Czech Countryside Museum – Kačina Castle
As soon as visitors enter the renovated underground stables, they find themselves in a completely different world: the exhibition is supplemented with animation and authentic sounds, so visitors can see horses, listen to their neighing, braying, the clip-clop of hooves, and the chirping of birds around... The exposition now also includes a newly restored star of racing tracks of the first half of the twentieth century, the stud thoroughbred Gradivo.
In addition to the stables, visitors can also enter the chateau kitchen and laundry, have a peek in the ice room, cellars, and other authentic spaces which were part of service quarters of every aristocratic residence. In this way, visitors have a unique opportunity to form an accurate picture of life and work in the countryside and to appreciate the changes which took place in the course of the past century.

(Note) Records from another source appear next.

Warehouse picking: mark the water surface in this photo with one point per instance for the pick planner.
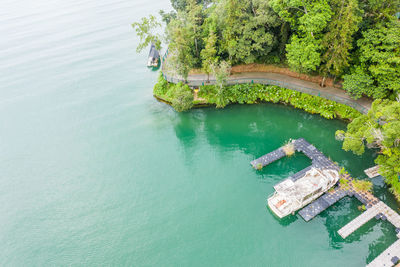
(95, 171)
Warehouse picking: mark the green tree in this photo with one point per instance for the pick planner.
(247, 29)
(180, 56)
(338, 41)
(308, 19)
(359, 83)
(221, 72)
(379, 56)
(145, 30)
(183, 98)
(380, 129)
(303, 54)
(209, 53)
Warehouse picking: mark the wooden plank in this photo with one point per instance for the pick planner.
(359, 221)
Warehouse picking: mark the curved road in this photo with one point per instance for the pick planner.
(332, 93)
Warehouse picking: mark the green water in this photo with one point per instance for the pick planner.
(96, 172)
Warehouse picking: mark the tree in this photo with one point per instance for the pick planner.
(303, 54)
(337, 42)
(359, 83)
(379, 56)
(183, 98)
(379, 129)
(209, 53)
(145, 30)
(308, 19)
(247, 29)
(221, 72)
(194, 20)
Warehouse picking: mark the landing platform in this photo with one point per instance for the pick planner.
(325, 201)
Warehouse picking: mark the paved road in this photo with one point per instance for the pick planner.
(198, 79)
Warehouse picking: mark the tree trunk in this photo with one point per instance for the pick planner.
(323, 81)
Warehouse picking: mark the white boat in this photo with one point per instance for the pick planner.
(290, 196)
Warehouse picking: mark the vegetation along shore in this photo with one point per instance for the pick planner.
(354, 43)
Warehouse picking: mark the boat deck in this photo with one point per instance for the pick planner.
(375, 207)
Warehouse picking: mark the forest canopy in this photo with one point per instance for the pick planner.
(354, 40)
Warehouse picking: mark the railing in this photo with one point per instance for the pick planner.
(232, 81)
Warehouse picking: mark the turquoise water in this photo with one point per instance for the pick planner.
(96, 172)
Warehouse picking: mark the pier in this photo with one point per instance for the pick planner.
(374, 207)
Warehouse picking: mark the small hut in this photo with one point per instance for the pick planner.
(154, 57)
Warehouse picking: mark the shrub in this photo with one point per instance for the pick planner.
(344, 184)
(259, 166)
(183, 98)
(289, 149)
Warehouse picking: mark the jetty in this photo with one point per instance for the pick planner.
(374, 207)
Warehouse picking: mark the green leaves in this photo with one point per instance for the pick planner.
(378, 75)
(380, 128)
(145, 30)
(360, 83)
(303, 54)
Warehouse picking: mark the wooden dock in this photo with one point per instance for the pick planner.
(375, 207)
(268, 158)
(389, 257)
(372, 172)
(322, 203)
(359, 221)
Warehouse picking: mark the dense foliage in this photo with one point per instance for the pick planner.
(357, 40)
(250, 94)
(253, 93)
(380, 129)
(179, 95)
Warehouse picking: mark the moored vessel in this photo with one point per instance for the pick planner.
(290, 196)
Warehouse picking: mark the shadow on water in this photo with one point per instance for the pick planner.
(387, 237)
(337, 216)
(345, 211)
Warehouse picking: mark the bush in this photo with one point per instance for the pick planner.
(251, 93)
(183, 98)
(289, 149)
(178, 96)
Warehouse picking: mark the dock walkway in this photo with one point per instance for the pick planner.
(359, 221)
(322, 203)
(389, 257)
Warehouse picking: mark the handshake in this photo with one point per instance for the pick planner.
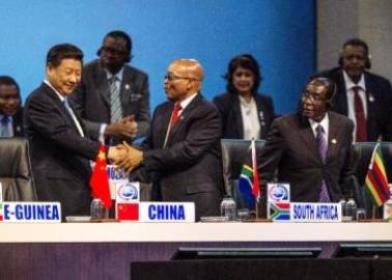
(125, 156)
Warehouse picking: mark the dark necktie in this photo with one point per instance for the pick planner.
(175, 115)
(73, 117)
(115, 103)
(4, 129)
(323, 148)
(361, 131)
(173, 120)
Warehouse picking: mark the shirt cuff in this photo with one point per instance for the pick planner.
(101, 137)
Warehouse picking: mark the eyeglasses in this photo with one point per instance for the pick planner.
(113, 51)
(312, 96)
(171, 77)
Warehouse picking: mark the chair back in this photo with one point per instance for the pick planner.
(15, 170)
(235, 153)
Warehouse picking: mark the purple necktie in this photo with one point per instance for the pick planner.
(361, 131)
(322, 145)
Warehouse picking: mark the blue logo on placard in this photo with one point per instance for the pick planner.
(128, 192)
(279, 193)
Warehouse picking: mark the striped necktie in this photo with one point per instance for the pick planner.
(115, 103)
(323, 148)
(361, 125)
(4, 128)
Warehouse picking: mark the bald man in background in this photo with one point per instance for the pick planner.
(182, 151)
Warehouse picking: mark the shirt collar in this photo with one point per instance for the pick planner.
(187, 100)
(324, 123)
(62, 98)
(350, 84)
(118, 75)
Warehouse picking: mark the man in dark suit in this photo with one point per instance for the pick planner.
(113, 98)
(60, 152)
(182, 149)
(11, 111)
(364, 97)
(310, 149)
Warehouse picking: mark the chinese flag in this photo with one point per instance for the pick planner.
(128, 211)
(99, 180)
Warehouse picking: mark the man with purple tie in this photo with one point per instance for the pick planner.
(310, 149)
(11, 111)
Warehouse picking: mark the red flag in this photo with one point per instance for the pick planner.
(128, 211)
(99, 180)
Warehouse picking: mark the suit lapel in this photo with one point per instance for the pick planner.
(102, 83)
(126, 87)
(162, 126)
(333, 136)
(260, 115)
(370, 102)
(185, 114)
(66, 116)
(307, 135)
(237, 115)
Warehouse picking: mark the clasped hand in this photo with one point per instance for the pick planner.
(125, 127)
(125, 156)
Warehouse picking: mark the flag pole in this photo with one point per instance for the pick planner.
(256, 179)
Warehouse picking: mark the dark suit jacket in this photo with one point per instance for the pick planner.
(92, 99)
(229, 107)
(379, 102)
(59, 154)
(190, 162)
(17, 123)
(291, 150)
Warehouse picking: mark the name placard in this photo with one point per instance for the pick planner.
(158, 212)
(31, 212)
(315, 212)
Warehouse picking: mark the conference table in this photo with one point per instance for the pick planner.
(105, 250)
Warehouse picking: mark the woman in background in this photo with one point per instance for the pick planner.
(245, 113)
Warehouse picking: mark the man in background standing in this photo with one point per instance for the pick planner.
(113, 98)
(364, 97)
(60, 148)
(11, 111)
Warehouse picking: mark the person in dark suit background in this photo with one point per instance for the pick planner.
(60, 149)
(245, 113)
(11, 111)
(310, 149)
(108, 80)
(364, 97)
(182, 150)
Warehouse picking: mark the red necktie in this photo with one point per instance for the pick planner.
(175, 115)
(361, 132)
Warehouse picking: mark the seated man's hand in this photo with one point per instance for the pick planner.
(133, 158)
(117, 154)
(125, 127)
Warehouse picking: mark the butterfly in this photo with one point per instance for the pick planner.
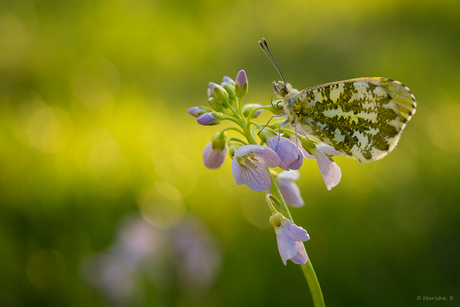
(362, 118)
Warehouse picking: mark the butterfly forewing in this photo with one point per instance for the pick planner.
(362, 118)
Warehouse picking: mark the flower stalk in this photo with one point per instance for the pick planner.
(254, 161)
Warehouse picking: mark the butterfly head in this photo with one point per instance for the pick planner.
(282, 88)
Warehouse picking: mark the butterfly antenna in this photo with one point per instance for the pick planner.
(263, 44)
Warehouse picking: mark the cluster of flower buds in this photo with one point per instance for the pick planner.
(252, 163)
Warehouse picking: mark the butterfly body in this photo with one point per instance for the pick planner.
(362, 118)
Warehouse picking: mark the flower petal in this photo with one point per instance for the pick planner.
(289, 189)
(257, 179)
(265, 156)
(295, 232)
(330, 171)
(292, 175)
(301, 256)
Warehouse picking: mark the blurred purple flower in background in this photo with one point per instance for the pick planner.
(185, 254)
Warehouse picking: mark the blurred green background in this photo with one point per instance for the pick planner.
(94, 129)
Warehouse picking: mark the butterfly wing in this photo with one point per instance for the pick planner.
(362, 118)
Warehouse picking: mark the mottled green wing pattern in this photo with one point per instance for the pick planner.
(362, 118)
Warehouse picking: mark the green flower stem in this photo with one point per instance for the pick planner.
(313, 283)
(307, 269)
(277, 193)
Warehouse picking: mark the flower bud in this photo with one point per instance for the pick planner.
(214, 105)
(210, 118)
(276, 107)
(215, 151)
(230, 89)
(309, 146)
(219, 141)
(218, 93)
(275, 220)
(229, 80)
(241, 84)
(197, 111)
(247, 108)
(266, 134)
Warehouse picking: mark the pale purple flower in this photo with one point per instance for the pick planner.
(329, 170)
(214, 157)
(289, 237)
(228, 80)
(197, 111)
(209, 119)
(249, 166)
(289, 189)
(241, 84)
(290, 156)
(218, 92)
(247, 108)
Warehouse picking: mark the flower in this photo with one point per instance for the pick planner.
(248, 108)
(289, 237)
(288, 188)
(214, 152)
(290, 156)
(197, 111)
(241, 84)
(217, 92)
(329, 170)
(209, 119)
(248, 166)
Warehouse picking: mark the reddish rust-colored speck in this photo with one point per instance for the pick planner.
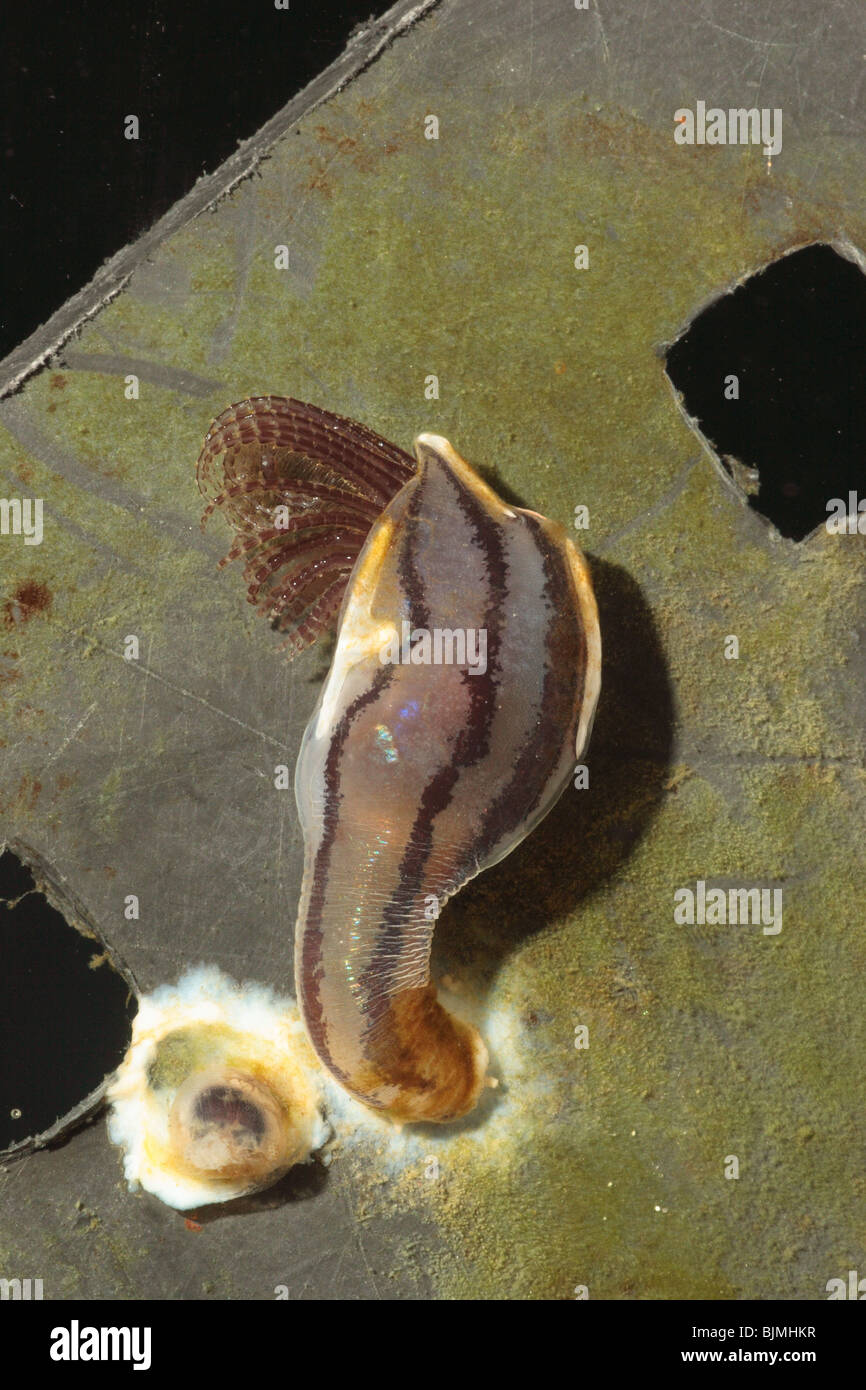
(29, 598)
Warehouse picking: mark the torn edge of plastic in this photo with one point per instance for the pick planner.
(364, 46)
(77, 918)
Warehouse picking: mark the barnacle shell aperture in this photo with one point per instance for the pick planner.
(214, 1097)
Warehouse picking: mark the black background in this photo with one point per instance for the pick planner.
(200, 78)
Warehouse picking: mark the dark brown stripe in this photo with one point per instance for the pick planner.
(471, 747)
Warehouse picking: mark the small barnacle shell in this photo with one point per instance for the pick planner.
(213, 1098)
(417, 773)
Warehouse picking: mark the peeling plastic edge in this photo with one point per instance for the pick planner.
(843, 248)
(64, 901)
(366, 45)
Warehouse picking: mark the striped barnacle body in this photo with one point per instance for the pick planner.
(462, 688)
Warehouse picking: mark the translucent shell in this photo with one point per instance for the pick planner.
(462, 690)
(417, 773)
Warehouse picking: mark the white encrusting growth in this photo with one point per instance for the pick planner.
(216, 1096)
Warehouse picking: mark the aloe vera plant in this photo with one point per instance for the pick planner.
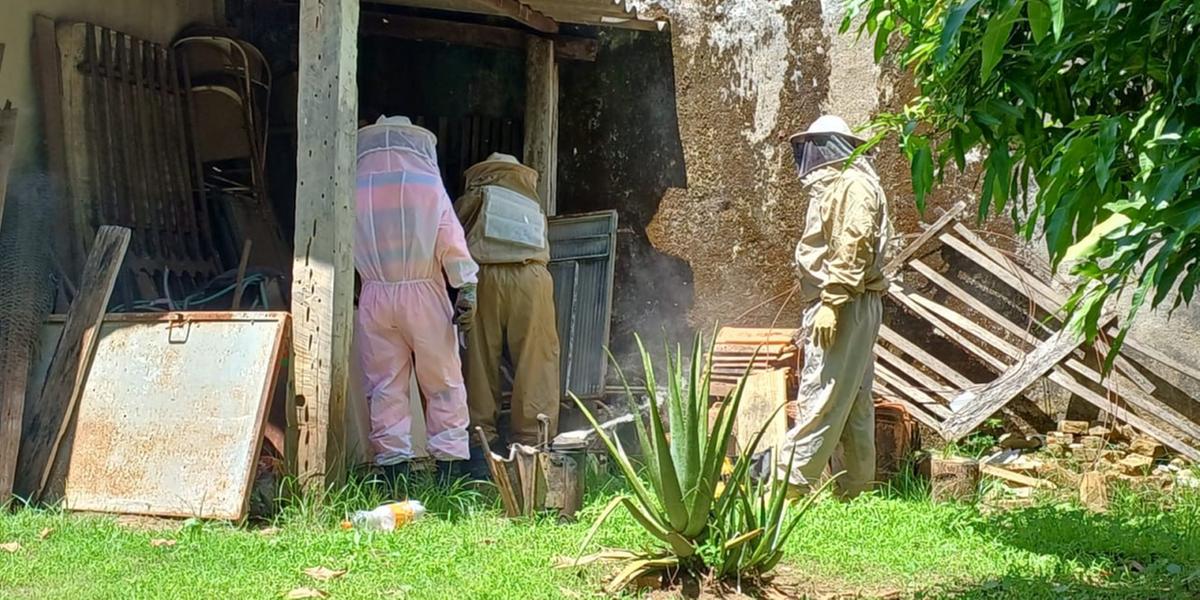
(738, 531)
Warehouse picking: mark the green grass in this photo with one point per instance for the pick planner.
(1146, 546)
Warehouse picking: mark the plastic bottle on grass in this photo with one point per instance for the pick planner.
(387, 517)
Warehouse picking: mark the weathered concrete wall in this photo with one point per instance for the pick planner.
(151, 19)
(748, 75)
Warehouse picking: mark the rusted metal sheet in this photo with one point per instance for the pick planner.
(582, 258)
(171, 420)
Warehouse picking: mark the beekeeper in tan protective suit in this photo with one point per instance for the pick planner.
(507, 235)
(839, 261)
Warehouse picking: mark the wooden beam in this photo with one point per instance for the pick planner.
(420, 29)
(541, 119)
(520, 12)
(925, 358)
(1017, 478)
(972, 408)
(931, 232)
(7, 148)
(47, 76)
(46, 423)
(323, 267)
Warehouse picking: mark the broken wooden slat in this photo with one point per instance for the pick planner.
(1017, 478)
(1131, 391)
(924, 358)
(45, 424)
(919, 376)
(931, 232)
(919, 397)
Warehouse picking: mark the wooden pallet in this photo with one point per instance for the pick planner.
(959, 310)
(736, 349)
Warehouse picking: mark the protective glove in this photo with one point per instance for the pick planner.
(465, 307)
(825, 327)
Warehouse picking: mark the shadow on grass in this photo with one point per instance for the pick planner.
(1147, 546)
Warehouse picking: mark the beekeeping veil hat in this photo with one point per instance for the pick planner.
(828, 141)
(399, 133)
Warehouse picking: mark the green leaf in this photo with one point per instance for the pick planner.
(1057, 17)
(953, 23)
(922, 172)
(1039, 18)
(1170, 181)
(994, 41)
(1108, 150)
(1086, 245)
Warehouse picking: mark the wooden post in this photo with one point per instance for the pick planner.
(954, 479)
(541, 119)
(323, 268)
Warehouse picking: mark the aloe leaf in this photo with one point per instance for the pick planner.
(697, 427)
(679, 545)
(619, 457)
(643, 437)
(669, 478)
(600, 520)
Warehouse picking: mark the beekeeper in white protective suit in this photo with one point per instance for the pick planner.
(408, 244)
(839, 262)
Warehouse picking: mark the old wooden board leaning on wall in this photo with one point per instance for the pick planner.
(1019, 349)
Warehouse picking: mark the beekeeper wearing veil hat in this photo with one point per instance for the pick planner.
(839, 262)
(507, 234)
(408, 245)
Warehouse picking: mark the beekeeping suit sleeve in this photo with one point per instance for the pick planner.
(852, 217)
(451, 250)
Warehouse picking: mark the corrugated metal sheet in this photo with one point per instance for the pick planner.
(172, 414)
(582, 257)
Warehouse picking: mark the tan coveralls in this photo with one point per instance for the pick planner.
(516, 306)
(840, 263)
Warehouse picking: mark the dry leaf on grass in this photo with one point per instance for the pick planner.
(301, 593)
(324, 574)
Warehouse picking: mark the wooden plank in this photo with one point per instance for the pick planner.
(763, 393)
(47, 77)
(1017, 478)
(45, 424)
(897, 382)
(1129, 391)
(323, 271)
(520, 12)
(541, 119)
(916, 400)
(925, 358)
(972, 408)
(952, 334)
(931, 232)
(7, 148)
(1120, 381)
(987, 257)
(917, 375)
(468, 34)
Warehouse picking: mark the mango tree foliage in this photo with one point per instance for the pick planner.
(1096, 101)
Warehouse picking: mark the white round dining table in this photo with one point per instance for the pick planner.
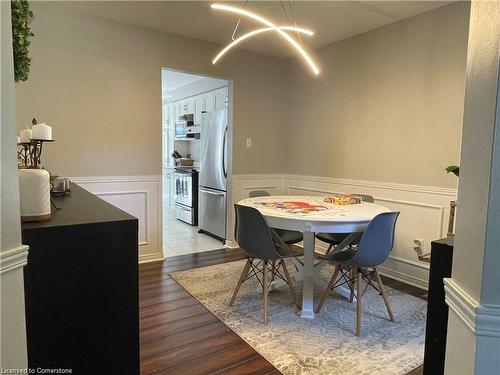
(311, 215)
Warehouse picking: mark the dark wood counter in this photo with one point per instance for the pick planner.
(437, 309)
(81, 287)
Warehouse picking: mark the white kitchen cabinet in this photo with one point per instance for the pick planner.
(171, 115)
(189, 105)
(168, 187)
(209, 101)
(178, 109)
(220, 98)
(199, 105)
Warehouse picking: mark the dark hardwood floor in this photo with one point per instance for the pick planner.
(180, 336)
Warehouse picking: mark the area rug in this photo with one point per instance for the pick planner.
(325, 345)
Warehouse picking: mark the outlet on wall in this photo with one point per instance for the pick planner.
(418, 246)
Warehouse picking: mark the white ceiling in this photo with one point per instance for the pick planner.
(331, 20)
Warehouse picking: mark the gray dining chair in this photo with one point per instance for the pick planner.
(289, 236)
(266, 252)
(373, 249)
(334, 239)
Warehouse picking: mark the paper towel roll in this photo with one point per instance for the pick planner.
(34, 194)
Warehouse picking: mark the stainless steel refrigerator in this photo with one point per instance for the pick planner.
(213, 173)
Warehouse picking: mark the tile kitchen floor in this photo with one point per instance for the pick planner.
(180, 238)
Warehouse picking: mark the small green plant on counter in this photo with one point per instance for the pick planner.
(21, 34)
(453, 169)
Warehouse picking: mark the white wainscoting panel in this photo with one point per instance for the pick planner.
(424, 212)
(140, 196)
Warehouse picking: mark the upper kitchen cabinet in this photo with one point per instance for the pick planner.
(200, 107)
(221, 98)
(178, 109)
(209, 101)
(189, 105)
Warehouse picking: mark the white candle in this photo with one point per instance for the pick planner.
(25, 135)
(42, 131)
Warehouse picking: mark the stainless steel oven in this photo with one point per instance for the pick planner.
(186, 195)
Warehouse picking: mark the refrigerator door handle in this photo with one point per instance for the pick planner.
(224, 171)
(211, 192)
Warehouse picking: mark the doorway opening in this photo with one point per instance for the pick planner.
(196, 161)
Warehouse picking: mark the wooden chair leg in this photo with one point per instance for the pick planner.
(358, 301)
(384, 295)
(351, 285)
(244, 274)
(290, 285)
(329, 249)
(327, 290)
(265, 288)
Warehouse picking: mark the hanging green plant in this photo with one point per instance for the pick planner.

Kačina stables embody a unique architectural design: they are an integral part of one of the colonnades of the chateau building. This contrasts with the usual location of stables, which tended to be located further away in a purpose-built barn on the grounds of an estate. Moreover, two thirds of the stables are sunk below the ground level, so that horses entered their stables directly from the park of the chateau, rather like cars being driven into a garage. On the way to the stables, horses passed through an approximately 30 meters long tunnel, which linked the stables with the entrance from the garden. The space where horses were stabled was pleasant: cool in the summer and warm in the wintertime. The stables include an original brick floor and stone drinking troughs.
The stables could house up to fourteen riding and carriage horses. In the back part of the stables are closed boxes, which housed either more lively horses, especially stallions, or pregnant mares or mares with foals. Next to the stables is a coach house and a service building with a hothouse. The stables and the coach house had to be spacious enough to accommodate also the horses and carriages of chateau’s visitors.
The stables served their original purpose until early 1930s, when Quido Thun Hohenstein, the last aristocratic owner of the chateau and nephew of the last Chotek, had to leave the estate. His extravagant lifestyle left him deep in debt and he lost the estate. Horses did not, however, disappear from Kačina and even in the 1960s, they were often stabled here for a night during the races.